The claim: Israel circulates rumors about its nuclear weapons. The goal: to prove that Vanunu did not cause significant damage
"A large portion of the rumors concerning Israel's nuclear weapons is circulated by representatives of the Israeli government" - this was argued bin the Vanunu trial by George Keuster, a professor at Maryland University, who was for years an adviser to the U.S. Defense and State Departments and a member of different committees on the nuclear issue.
Keuster was brought to the trial as a witness for the defense. By means of his testimony, Vanunu's lawyers hoped to prove, that the secrets that he had revealed did not cause significant damage, since the facts were already known, from other sources.
In his testimony, Keuster mentioned publications in newspapers such as the New York Times and the Washington Post about the Dimona reactor and news items which contained descriptions of equipment for nuclear production that disappeared from Pennsylvania and which "apparently made its way to Israel." The sources for these publications, he said, were varied: British, French and investigators and other sources.
The prosecutor, the late Adv. Uzi Hason, pressured the witness and asked: "But those are not the official positions of the Israeli government or any Israeli official?" Keuster replied: "Well, when Israeli representatives order from the U.S.A. F4S planes (a special model of the Phantom), and ask to have the planes equipped for carrying nuclear weapons, that does concern official representatives of the Israeli government..."

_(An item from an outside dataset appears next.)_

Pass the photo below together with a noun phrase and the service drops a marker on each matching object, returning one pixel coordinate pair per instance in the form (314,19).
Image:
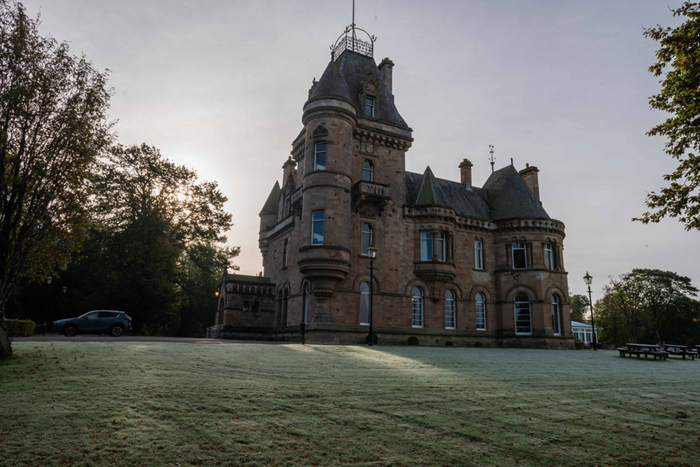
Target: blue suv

Elsewhere in his testimony, Keuster addressed the number of nuclear bombs that he estimates that Israel possesses. "The most serious estimate talks about 40 to 50 atom bombs, contrary to the exaggerated publications in the Sunday Times. That is the quantity that Israel needs from the strategic viewpoint. I do not see more than 50 Arab cities that could serve as targets for a nuclear strike, in the event of an Israeli defeat in the battle field."